By now I'm sure you've heard all of the outrage over Obama's pastor's "God damn America" sermon. Although many seem to think that the remark was over the line, I am reminded of the following "fabled damned of nations" quote:
(For the immediate context, go to http://www.fullbooks.com/Complete-Prose-Works5.html and for the full text for his essay go to http://www.fullbooks.com/Complete-Prose-Works4.html) .I say of all this tremendous and dominant play of solely materialistic bearings upon current life in the United States, with the results as already seen, accumulating, and reaching far into the future, that they must either be confronted and met by at least an equally subtle and tremendous force-infusion for purposes of spiritualization, for the pure conscience, for genuine esthetics, and for absolute and primal manliness and womanliness--or else our modern civilization, with all its improvements, is in vain, and we are on the road to a destiny, a status, equivalent, in its real world, to that of the fabled damned.
Walt Whitman - Democratic Vistas, 1871
Is it fair, or not, to assert that America, with all of its blessings, should be judged harshly when it fails to extend those blessings to others?

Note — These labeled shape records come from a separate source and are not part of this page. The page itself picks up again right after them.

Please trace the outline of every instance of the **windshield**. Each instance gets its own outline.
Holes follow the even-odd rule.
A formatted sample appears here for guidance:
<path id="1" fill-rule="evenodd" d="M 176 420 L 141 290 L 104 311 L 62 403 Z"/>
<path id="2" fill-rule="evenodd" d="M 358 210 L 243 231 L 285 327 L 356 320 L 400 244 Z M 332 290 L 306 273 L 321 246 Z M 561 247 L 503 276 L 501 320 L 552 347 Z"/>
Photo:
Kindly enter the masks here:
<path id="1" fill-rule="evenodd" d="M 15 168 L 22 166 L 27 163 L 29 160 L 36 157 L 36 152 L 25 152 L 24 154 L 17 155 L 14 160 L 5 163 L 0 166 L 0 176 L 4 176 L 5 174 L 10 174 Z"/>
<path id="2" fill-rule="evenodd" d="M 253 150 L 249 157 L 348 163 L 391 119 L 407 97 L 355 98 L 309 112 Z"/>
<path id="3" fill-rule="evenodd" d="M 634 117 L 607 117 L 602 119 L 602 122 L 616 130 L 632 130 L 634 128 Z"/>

From everyone who has been given much, much will be demanded; and from the one who has been entrusted with much, much more will be asked. (Luke 12:48)Jesus harshest criticisms are always for those who should have known better, frequently Pharisees, but also notably stewards, the caretakers or managers of a master's estate. I read parables like Luke 12:42-48, and the social justice aspect of the parable is clear: those who hold the power will be held accountable for how they used, or misused, the power delegated by the master.